Tyco International, which like Elan has had its accountancy secrets stripped bare in scathing investigations by the Wall Street Journal, lost nearly a quarter of its market value on the New York Stock Exchange yesterday.
In Washington the heat on accountancy firm Arthur Andersen was turned up at a Congressional hearing on the collapse of Enron, where chief executive Mr Joe Berardino was subject to the anger of one Congress member, who warned him "your ship is going to go down" unless he started talking.
The atmosphere was no less comfortable for Mr Geaney when he arrived to gave a long-scheduled address to hundreds of investors at a global pharmaceutical conference in New York's Grand Hyatt Hotel yesterday morning.
Reporters were excluded from the conference, organised by Merrill Lynch. Mr Geaney refused a request to talk to The Irish Times.
Moody's has put the shares on notice for possible downgrade. Tyco shares plunged after Standard & Poor's downgraded the troubled conglomerate's debt from A to BBB, two notches above junk status. In the last month, the Bermuda-based company has lost more than half of its market value over questions about undisclosed transactions.

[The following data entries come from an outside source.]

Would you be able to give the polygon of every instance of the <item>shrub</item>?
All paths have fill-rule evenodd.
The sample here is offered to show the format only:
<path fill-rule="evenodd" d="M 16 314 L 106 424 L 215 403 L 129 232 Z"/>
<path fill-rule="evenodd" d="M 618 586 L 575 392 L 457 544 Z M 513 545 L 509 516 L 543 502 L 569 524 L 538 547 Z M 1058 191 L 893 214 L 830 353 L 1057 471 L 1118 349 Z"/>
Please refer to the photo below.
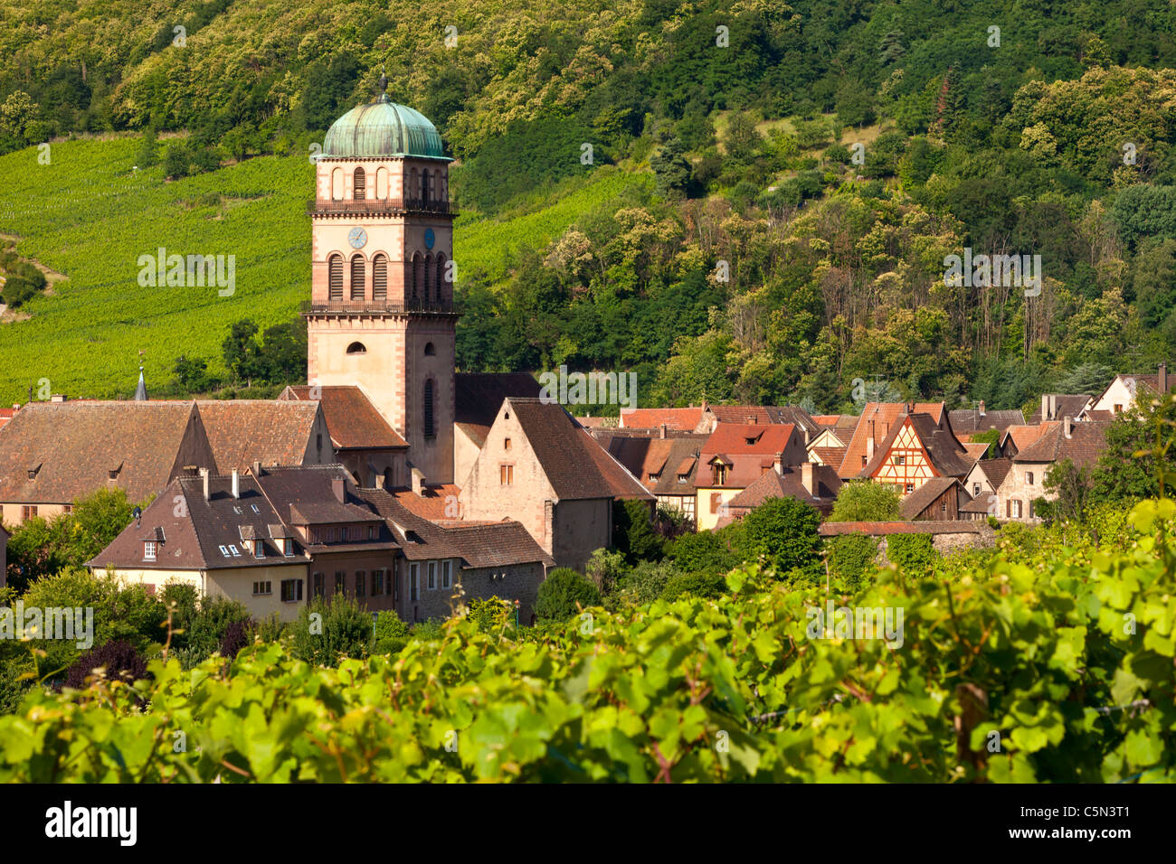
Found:
<path fill-rule="evenodd" d="M 567 621 L 581 609 L 600 603 L 600 591 L 586 577 L 566 567 L 557 567 L 539 587 L 535 616 L 540 622 Z"/>
<path fill-rule="evenodd" d="M 342 657 L 362 659 L 372 644 L 373 623 L 372 614 L 353 597 L 336 595 L 329 603 L 315 597 L 294 624 L 294 656 L 321 667 L 339 665 Z"/>
<path fill-rule="evenodd" d="M 114 639 L 98 648 L 91 649 L 69 667 L 66 672 L 66 686 L 76 689 L 85 688 L 86 679 L 94 675 L 99 667 L 105 668 L 105 677 L 108 681 L 125 681 L 127 683 L 148 677 L 147 661 L 139 654 L 129 642 Z"/>

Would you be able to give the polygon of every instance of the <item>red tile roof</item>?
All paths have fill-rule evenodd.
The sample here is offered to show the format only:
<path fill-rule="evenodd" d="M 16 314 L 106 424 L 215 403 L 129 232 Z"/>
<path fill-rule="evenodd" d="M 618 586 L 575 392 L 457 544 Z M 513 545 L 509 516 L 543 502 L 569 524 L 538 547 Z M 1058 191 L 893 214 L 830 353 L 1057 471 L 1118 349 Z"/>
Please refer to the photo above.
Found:
<path fill-rule="evenodd" d="M 633 408 L 621 409 L 622 429 L 669 429 L 694 431 L 702 421 L 702 408 Z"/>
<path fill-rule="evenodd" d="M 408 447 L 408 442 L 392 428 L 359 387 L 287 387 L 278 398 L 306 402 L 310 401 L 313 390 L 322 403 L 322 416 L 336 449 Z"/>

Mr Berardino attempted yesterday to distance Andersen from an Enron internal report issued on Saturday, which criticised the accounting firm for failing to make known its reservations about Enron's complex system of hiding debt in third-party transactions.
The report on the collapse of the Houston energy trader said Enron's long-time auditor was closely involved in the creation of the partnerships that Enron executives used to hide losses and enrich themselves. It was prepared by a committee of Enron directors
Mr Berardino complained that the directors ignored efforts by Andersen to tell its side of the story, Mr Berardino repeatedly pleaded ignorance before the House Financial Services capital markets subcommittee about who knew what and when at Andersen, and how employees came to destroy thousands of Enron-related documents and e-mails.
This provoked New York Democratic Representative Mr Gary Ackerman to snap at Mr Berardino: "Your ship is going to go down and you're going to be lashed to the mast unless you start talking to us." Enron's collapse in the autumn was the biggest bankruptcy in history and left investors and employees devastated. Former employees gave tearful testimony yesterday about how their life savings disappeared.
Mr Berardino said they knew about the partnerships but did not help develop them.
Former Enron chairman Mr Kenneth Lay yesterday agreed to appear before Congress next week in response to a subpoena calling him to testify on the company's collapse, according to Congressman Mr Michael Oxley, the Ohio Republican who chairs the House Financial Services Committee.
The panel has asked Mr Lay to appear on February 14th after he refused to show up for a hearing yesterday. Mr Lay is expected however to use his Fifth Amendment right not to testify.